Judgment is awaited in a case that will have significant ramifications for cartel damages claims and for insolvency practitioners.
A recent trial, in which Osborne Clarke acted for the claimants, raises important time bar issues arising out of a computer components cartel. The case considers the question of whether the limitation period started to run when admissions of guilt were made in a US DRAM cartel investigation, which preceded the European Commission’s investigation, or whether time runs from the date of the Commission’s decision.
What is the case about?
On 19 May 2010, the European Commission published a decision detailing the settlement (involving fines of over EURO 300 million) which it had reached in a cartel case involving 10 producers of DRAM memory chips used in PCs and servers. The Commission found that the producers had engaged in an unlawful cartel from 1998 to 2002 in the DRAMs market. The producers had co-ordinated the prices that they charged to major PC manufacturers (“major OEMs”).
Osborne Clarke is acting for the companies previously trading in the UK as “Time” and “Tiny” computers, which were not the specific target of the cartel but bought DRAM on the so-called “spot market” in the UK (the market for the sale of DRAM otherwise than under long-term contracts of supply). They seek damages from the cartelists in respect of the alleged price-increases resulting from the cartel.
Limitation Period Issue
The proceedings were commenced on 18 May 2016. Although this was more than six years from the date of the infringements by the defendants, the claimants seek to rely on section 32(1)(b) of the Limitation Act 1980. This delays the commencement of the limitation period until the date of discovery of the cause of action, where the right of action has been deliberately concealed by the defendant. For these purposes, the court is required to consider both the actual knowledge of the claimant and the knowledge that the claimant could have obtained applying “reasonable diligence”.

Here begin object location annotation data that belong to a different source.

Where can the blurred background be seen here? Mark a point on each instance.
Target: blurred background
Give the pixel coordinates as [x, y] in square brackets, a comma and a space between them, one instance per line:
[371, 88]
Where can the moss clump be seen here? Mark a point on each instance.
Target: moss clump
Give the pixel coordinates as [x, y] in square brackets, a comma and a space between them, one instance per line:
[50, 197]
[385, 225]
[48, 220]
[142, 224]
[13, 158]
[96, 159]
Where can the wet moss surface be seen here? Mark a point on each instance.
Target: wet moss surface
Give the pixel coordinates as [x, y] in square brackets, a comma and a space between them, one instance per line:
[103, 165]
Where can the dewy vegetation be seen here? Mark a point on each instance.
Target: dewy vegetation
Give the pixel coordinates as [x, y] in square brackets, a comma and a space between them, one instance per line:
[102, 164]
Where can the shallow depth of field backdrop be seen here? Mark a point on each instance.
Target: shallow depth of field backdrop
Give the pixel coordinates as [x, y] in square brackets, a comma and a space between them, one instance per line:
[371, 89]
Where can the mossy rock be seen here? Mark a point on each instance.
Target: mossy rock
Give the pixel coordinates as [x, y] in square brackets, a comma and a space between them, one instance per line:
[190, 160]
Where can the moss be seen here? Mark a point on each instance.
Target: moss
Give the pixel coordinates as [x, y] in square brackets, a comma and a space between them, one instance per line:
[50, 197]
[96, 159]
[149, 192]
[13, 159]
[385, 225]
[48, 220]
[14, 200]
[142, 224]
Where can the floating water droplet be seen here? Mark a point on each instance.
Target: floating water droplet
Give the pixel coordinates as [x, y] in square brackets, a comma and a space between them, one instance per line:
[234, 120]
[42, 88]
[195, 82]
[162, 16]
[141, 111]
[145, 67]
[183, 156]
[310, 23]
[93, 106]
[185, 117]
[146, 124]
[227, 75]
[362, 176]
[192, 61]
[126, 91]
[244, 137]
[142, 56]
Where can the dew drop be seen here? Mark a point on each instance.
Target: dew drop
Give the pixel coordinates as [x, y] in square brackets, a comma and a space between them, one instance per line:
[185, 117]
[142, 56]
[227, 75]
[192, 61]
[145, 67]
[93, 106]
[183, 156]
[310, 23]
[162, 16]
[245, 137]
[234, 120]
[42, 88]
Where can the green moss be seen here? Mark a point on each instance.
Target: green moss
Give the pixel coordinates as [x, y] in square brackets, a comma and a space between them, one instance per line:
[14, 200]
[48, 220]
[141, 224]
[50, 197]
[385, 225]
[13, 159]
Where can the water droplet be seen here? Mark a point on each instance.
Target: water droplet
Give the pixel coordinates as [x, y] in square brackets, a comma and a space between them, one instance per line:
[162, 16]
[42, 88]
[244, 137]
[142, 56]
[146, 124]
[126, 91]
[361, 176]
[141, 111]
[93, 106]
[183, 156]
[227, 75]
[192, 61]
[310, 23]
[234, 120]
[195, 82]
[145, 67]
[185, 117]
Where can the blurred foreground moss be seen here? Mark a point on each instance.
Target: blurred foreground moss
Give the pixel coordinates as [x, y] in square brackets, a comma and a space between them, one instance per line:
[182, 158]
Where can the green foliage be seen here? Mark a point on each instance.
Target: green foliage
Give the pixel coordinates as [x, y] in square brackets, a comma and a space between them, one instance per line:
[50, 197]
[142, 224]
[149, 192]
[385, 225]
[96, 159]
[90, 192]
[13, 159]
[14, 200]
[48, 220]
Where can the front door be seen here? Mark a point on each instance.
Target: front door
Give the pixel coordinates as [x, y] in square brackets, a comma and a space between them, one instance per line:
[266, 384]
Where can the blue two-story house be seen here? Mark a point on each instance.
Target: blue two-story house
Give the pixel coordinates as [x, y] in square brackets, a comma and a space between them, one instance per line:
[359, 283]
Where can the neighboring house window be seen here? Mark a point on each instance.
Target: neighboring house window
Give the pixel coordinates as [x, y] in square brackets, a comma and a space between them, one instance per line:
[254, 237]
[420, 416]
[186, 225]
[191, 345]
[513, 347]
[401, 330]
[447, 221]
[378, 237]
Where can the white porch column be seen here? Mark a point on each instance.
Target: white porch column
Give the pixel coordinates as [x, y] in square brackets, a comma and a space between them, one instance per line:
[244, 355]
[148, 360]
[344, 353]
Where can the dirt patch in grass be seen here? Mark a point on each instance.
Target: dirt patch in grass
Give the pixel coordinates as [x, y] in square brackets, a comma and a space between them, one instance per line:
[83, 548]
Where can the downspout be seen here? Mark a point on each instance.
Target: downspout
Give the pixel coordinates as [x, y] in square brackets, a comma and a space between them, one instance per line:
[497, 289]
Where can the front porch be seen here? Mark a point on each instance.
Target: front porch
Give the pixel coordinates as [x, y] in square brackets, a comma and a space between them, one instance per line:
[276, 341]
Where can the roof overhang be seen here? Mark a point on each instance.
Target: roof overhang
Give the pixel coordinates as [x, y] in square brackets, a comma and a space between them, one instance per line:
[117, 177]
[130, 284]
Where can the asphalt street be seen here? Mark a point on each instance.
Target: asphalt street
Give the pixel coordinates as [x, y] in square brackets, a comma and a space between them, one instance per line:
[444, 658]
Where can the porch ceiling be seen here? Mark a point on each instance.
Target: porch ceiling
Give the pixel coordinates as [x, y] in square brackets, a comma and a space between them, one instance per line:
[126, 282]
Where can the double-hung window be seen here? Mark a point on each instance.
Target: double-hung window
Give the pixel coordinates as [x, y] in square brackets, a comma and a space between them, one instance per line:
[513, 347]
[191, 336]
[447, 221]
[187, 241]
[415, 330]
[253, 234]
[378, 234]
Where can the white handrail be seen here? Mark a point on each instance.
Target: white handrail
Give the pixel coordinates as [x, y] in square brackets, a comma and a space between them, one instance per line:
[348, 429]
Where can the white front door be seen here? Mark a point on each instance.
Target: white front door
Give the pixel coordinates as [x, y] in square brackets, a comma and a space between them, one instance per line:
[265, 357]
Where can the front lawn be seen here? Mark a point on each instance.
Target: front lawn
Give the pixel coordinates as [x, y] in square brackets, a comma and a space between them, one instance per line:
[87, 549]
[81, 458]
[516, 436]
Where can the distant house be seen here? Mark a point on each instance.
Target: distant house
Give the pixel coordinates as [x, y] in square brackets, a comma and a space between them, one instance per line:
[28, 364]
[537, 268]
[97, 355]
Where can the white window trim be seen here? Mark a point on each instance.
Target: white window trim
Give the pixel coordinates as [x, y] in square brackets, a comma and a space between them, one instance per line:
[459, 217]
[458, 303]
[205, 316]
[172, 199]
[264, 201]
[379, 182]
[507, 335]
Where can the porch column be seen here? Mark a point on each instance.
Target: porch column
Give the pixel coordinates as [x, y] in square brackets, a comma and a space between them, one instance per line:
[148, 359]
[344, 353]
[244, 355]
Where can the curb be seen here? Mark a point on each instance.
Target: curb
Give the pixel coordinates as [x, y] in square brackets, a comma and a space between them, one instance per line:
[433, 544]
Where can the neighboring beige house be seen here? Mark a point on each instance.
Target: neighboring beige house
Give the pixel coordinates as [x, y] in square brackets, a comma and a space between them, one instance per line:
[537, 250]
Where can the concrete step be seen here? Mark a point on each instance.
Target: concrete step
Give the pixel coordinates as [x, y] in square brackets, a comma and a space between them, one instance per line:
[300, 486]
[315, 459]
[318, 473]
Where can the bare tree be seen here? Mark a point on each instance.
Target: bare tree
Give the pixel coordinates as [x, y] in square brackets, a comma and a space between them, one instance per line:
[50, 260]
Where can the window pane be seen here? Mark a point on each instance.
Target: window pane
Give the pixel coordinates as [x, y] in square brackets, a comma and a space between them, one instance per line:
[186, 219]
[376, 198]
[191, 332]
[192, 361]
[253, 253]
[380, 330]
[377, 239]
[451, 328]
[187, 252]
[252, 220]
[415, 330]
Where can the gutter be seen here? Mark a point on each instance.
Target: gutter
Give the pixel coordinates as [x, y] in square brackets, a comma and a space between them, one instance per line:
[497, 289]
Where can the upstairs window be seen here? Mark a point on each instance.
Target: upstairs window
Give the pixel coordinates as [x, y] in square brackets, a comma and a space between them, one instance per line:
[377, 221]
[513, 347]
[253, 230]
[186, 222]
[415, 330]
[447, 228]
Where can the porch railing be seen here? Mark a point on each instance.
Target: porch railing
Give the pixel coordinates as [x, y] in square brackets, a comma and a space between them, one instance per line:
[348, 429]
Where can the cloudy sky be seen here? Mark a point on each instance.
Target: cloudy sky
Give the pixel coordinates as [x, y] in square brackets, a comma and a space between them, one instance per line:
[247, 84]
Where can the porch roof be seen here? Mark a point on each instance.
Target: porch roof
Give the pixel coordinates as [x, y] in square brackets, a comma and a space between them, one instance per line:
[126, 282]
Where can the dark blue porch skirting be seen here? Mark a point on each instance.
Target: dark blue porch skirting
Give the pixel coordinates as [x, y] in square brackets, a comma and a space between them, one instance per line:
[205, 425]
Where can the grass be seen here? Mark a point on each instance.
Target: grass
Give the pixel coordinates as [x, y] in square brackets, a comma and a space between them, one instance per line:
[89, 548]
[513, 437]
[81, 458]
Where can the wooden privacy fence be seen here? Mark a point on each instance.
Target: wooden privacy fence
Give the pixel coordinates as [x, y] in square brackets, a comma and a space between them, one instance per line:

The claimants maintain that they could only have discovered the existence of the cartel and been able to plead their claim when the European Commission published its decision. The defendants argue that the claim could with “reasonable diligence” have been pleaded before the publication of the Commission’s decision, on the basis of internet publications relating to a US Department of Justice investigation into a price-fixing conspiracy between a small number of DRAM suppliers in the period from 1999 to 2002.
In essence, the defendants’ case is that the claimants could have inferred from the available information that the US cartel extended to the European market and hence there was no need to rely on the European Commission’s decision on the EEA cartel.
Interesting questions arise as to how to apply the “reasonable diligence” test in the unusual circumstances where the claimant could not be aware that it had suffered harm on the basis of its own internal information and could only infer such loss from awareness from public sources of the existence of a cartel.
A further noteworthy feature of the case is that the claimants ceased trading and went into liquidation (at different times between 2002 and 2005) and so the question of what information should have been discovered by the companies in liquidation arises.
Implications of decision
These points are likely to be of interest beyond just this case since it is common for cartel decisions of the European Commission to follow an investigation in the US, or elsewhere. Can claimants and practitioners assume that limitation runs from the date of the Commission decision or do they have to investigate in detail what may have happened previously in other investigations?
Judgment is currently awaited following the preliminary issue trial in the Commercial Court. The case is Granville (and others) v Infineon Technologies AG, Micron Europe Limited (and others). Slaughter and May and Allen & Overy act for the defendants.